Puis l’affaire a été mise en délibéré au 08 juin 2023, délibéré au cours duquel il a été rendu compte des débats à la Cour.
L’arrêt a été rendu le 08 juin 2023.
EXPOSE DU LITIGE’:
M. [S] [M], né le 3 août 1990, a été embauché le 11 janvier 2014 par la société UTC Fire & Security Services, établissement du groupe Chubb France, suivant contrat de travail à durée déterminée, en qualité de livreur poseur statut ETAM, niveau III, échelon 2, coefficient 225 de la convention collective de la Métallurgie de la région parisienne.
La relation de travail s’est poursuivie suivant contrat de travail à durée indéterminée au sein de la société en commandite simple (SCS) Chubb France à compter du 15 juillet 2014 dans les mêmes conditions et au même poste.
Selon avenant en date du 1er mars 2015, M. [S] [M] a été promu au poste de gestionnaire de stock, niveau III, échelon 3, coefficient 240 de la convention collective précitée. M. [S] [M] bénéficiait d’un véhicule professionnel dans le cadre de cette affectation.
Le 21 janvier 2019, M. [S] [M], conduisant le véhicule professionnel, a eu un accrochage avec le véhicule de sa mère. La SCS Chubb France conteste la réalité de cet accrochage et affirme que le salarié a réalisé une déclaration frauduleuse auprès de l’assurance de la société.

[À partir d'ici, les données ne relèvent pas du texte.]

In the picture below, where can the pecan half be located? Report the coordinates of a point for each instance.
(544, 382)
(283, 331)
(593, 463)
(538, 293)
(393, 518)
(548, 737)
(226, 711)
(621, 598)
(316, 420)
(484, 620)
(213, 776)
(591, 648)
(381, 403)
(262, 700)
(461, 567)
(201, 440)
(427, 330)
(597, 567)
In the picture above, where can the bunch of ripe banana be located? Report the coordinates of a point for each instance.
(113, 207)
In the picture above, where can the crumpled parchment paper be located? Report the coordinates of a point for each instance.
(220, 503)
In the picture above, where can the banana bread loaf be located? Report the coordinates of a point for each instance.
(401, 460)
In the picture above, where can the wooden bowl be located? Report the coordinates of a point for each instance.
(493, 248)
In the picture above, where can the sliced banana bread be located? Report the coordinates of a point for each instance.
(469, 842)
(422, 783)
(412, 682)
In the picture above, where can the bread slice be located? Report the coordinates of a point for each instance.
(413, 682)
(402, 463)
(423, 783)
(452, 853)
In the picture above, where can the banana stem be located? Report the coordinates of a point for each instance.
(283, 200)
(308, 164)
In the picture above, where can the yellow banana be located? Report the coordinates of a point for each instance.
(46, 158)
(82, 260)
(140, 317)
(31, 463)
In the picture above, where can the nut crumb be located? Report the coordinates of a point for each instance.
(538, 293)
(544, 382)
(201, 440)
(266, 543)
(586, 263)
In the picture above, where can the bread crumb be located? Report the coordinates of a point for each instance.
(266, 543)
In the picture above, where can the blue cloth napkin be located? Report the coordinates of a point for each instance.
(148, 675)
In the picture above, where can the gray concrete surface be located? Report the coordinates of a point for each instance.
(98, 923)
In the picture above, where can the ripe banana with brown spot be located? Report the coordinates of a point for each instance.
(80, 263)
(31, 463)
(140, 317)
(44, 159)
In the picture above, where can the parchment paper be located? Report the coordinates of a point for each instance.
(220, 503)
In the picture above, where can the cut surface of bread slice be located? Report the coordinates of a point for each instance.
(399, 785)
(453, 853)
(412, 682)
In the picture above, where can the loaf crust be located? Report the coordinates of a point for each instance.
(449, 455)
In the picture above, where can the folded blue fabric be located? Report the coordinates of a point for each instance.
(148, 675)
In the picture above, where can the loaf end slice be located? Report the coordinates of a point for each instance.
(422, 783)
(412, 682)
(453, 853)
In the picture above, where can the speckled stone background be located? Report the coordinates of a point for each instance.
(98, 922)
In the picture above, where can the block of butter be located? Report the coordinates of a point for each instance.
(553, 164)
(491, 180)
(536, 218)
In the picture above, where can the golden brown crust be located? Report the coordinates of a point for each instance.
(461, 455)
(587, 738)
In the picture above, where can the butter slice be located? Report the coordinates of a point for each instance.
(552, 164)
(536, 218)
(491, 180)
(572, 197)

Par courrier remis en main propre le 12 juillet 2019, M. [S] [M] a été mis à pied à titre conservatoire et convoqué par la SCS Chubb France à un entretien préalable à un éventuel licenciement fixé au 29 juillet 2019.
Par lettre en date du 2 août 2019, la SCS Chubb France a notifié à M. [S] [M] son licenciement pour faute grave au motif qu’il n’avait pas respecté la procédure interne lors de la déclaration de l’accident survenu le 21 janvier 2019 et que cette déclaration présentait un caractère frauduleux.

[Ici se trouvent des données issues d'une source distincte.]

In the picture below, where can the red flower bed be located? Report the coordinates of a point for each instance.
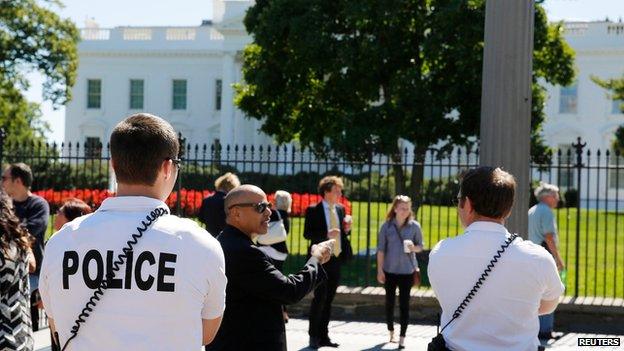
(190, 200)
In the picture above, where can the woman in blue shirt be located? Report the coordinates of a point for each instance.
(400, 237)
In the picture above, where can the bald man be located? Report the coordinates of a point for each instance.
(256, 290)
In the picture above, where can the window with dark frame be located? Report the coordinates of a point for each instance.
(218, 93)
(93, 147)
(94, 93)
(568, 99)
(136, 94)
(179, 94)
(617, 106)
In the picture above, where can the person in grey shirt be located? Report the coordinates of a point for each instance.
(400, 237)
(543, 231)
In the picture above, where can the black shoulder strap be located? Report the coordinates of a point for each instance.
(479, 283)
(121, 258)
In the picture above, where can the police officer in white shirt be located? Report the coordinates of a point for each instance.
(523, 284)
(169, 292)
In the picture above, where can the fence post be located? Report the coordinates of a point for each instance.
(181, 143)
(579, 166)
(368, 220)
(2, 138)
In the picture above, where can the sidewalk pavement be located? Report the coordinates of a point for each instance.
(368, 336)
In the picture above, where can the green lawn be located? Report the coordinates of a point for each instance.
(601, 245)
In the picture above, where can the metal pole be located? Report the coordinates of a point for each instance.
(579, 166)
(2, 138)
(506, 98)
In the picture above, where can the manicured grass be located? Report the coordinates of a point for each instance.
(600, 248)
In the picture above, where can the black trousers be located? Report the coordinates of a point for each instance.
(404, 282)
(320, 308)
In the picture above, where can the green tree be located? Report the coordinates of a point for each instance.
(615, 87)
(618, 140)
(33, 38)
(355, 76)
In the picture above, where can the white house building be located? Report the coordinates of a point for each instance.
(183, 74)
(584, 109)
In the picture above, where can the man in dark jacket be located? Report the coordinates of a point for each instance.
(212, 211)
(256, 290)
(325, 221)
(34, 212)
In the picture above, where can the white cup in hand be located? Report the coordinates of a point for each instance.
(333, 233)
(407, 246)
(322, 251)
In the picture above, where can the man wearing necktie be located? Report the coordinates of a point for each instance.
(325, 221)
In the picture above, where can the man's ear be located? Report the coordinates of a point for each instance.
(467, 205)
(167, 168)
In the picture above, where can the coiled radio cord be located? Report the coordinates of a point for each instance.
(121, 258)
(479, 283)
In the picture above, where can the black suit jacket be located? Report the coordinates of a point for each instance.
(255, 293)
(212, 213)
(315, 228)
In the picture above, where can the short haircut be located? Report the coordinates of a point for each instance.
(328, 182)
(74, 208)
(283, 200)
(490, 190)
(139, 144)
(227, 182)
(545, 189)
(21, 171)
(235, 195)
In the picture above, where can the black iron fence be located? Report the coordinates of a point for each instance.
(590, 217)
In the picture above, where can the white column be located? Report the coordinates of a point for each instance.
(506, 97)
(226, 129)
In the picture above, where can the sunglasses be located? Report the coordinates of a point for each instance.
(176, 161)
(259, 207)
(457, 199)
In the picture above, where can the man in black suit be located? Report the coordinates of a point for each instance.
(325, 221)
(256, 290)
(212, 211)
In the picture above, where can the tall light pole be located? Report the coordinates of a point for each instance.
(506, 97)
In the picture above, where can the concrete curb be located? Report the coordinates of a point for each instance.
(580, 314)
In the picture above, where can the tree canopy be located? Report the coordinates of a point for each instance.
(340, 74)
(33, 38)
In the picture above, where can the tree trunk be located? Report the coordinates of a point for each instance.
(416, 179)
(399, 173)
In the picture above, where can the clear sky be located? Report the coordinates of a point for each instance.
(113, 13)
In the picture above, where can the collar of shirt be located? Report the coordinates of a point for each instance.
(483, 226)
(131, 204)
(326, 205)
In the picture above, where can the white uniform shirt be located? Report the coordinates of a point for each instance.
(503, 313)
(176, 279)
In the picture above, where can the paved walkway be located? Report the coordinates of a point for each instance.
(367, 336)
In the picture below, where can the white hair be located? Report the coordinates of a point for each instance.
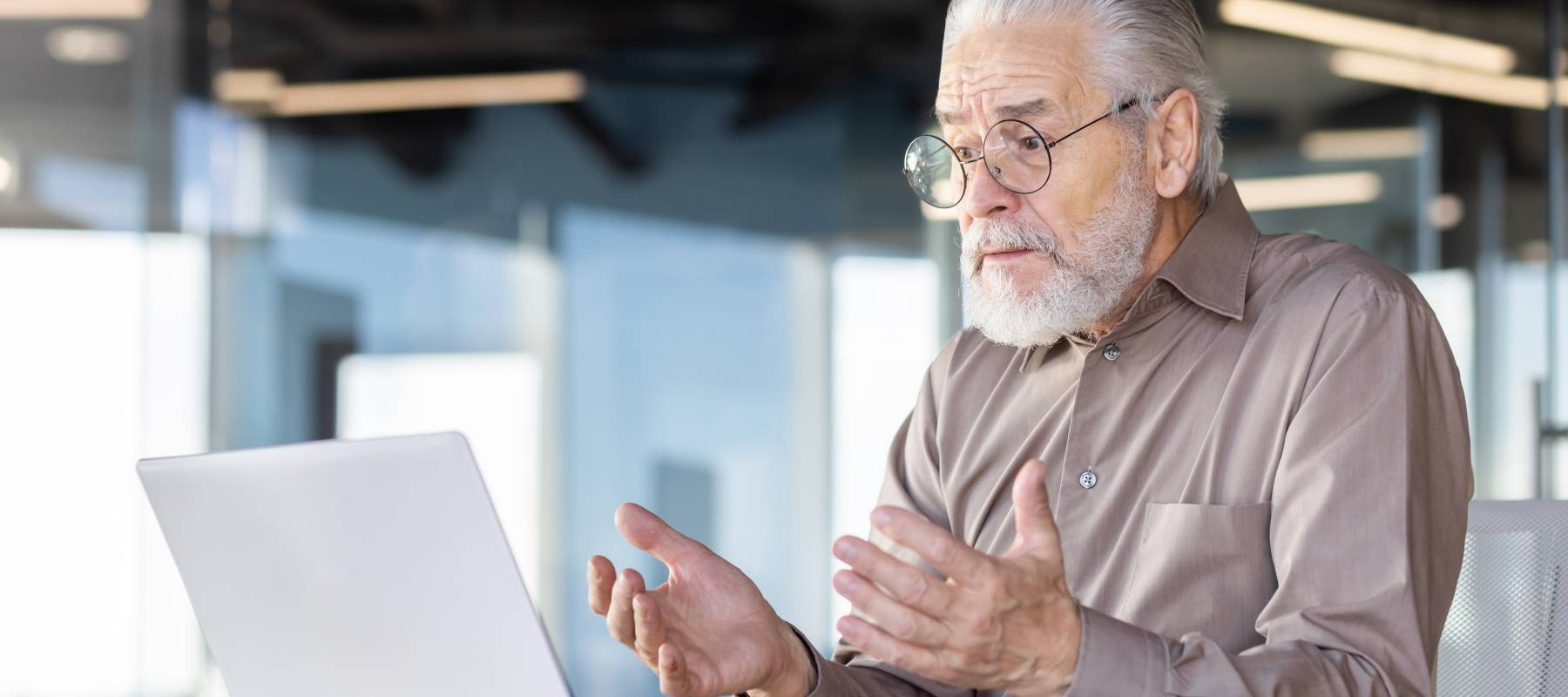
(1142, 51)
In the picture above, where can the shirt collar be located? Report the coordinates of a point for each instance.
(1209, 266)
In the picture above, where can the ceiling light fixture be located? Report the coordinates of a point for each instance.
(1356, 31)
(1309, 190)
(72, 8)
(267, 93)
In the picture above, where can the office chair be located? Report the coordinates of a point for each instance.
(1507, 632)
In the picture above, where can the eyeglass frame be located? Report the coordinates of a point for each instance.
(964, 170)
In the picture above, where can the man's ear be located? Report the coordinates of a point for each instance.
(1173, 143)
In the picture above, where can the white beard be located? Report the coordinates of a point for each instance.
(1082, 288)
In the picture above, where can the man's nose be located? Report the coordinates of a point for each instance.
(985, 197)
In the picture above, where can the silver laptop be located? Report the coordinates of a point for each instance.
(352, 569)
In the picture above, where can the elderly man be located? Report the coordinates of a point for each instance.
(1170, 457)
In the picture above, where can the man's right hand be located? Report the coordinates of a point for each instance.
(707, 632)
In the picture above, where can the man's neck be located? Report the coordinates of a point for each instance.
(1173, 221)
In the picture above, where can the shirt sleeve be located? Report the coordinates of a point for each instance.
(909, 483)
(1366, 531)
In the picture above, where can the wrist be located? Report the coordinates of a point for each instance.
(794, 667)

M. [S] [M] a contesté son licenciement par courrier du 8 août 2020.’
Par requête en date du 12 mai 2020, M. [S] [M] a saisi le conseil de prud’hommes de Grenoble afin de contester son licenciement et a sollicité l’exécution provisoire de la décision à intervenir.
La SCS Chubb France s’est opposée aux prétentions adverses et a sollicité à titre reconventionnel la condamnation de M. [S] [M] au paiement d’une amende civile sur le fondement de l’article 32-1 du code de procédure civile.
Par jugement en date du 11 juin 2021, le conseil de prud’hommes de Grenoble a’:
– dit que le licenciement de M. [S] [M] est dépourvu de cause réelle et sérieuse,
– condamné en conséquence la SCS Chubb France à verser à M. [S] [M] les sommes de :
3 348,41 € net à titre d’indemnité de licenciement,
1 426,18 € brut à titre de rappel de salaire sur mise à pied conservatoire,
142,61 € brut à titre de congés payés afférents,
4 121,13 € brut à titre d’indemnité compensatrice de préavis,
412,11 € brut à titre de congés payés afférents,
14 420,00 € net à titre de dommages et intérêts pour rupture abusive,
1 500,00 € au titre de l’article 700 du code de procédure civile.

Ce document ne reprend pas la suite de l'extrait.